ISTANBUL, October 6, 2009 – The World Bank is pursuing an ambitious program of reform to enable the institution to become more efficient and effective while also gaining more legitimacy among the developing countries that it serves, World Bank Group President Robert B. Zoellick said.
In a speech at the start of the Annual Meetings of the World Bank and International Monetary Fund in Istanbul, Turkey, Zoellick said the World Bank’s reforms would focus on improving development effectiveness, promoting accountability and good governance, and continuing to increase cost efficiency.
“To serve the changing global economy, the world needs agile, nimble, competent, and accountable institutions,” Zoellick told the meeting of the Board of Governors of the World Bank Group. “The World Bank Group will improve its legitimacy, efficiency, effectiveness, and accountability, and further expand its cooperation with the UN, the IMF, the other Multilateral Development Banks, donors, civil society, and foundations which have become increasingly important development actors.”
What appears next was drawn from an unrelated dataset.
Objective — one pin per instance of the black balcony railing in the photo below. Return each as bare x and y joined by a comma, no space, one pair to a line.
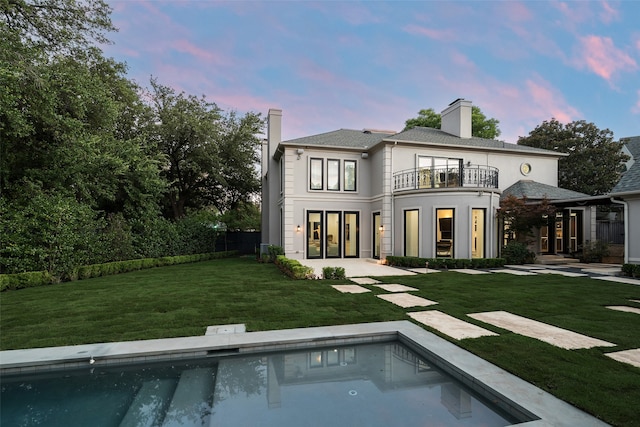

Zoellick noted that when the World Bank was established in 1944, the world was different from today. The institution was formed by 44 countries whereas its membership today stood at 186. The developing countries of today were mostly still colonies. This system had long passed and the political economy of the 21st century demanded a changed order that reflected the growing role of developing countries. They were now a source of potential economic growth that could lead to a more balanced world economy.
“If developing countries are part of the solution, they must also be part of the conversation. The international system needs a World Bank Group that represents the international economic realities of the 21st Century, recognizes the role and responsibility of growing stakeholders, and provides a larger voice for Africa,” Zoellick said.
The World Bank’s shareholders supported reforms that would give developing countries at least 47 percent of the voting shares in the institution. Zoellick said shareholders should go beyond this to achieve a 50 percent share for developing countries.
Reform was inevitable as the world was changing so quickly, Zoellick said. “The old international economic order was struggling to keep up with change before the crisis. Today’s upheaval has revealed the stark gaps and compelling needs. It is time we caught up and moved ahead.”
The High Level Commission chaired by former Mexican President Ernesto Zedillo, which Zoellick set up last year to look at more far reaching reforms of World Bank governance, is expected to submit its report later this month.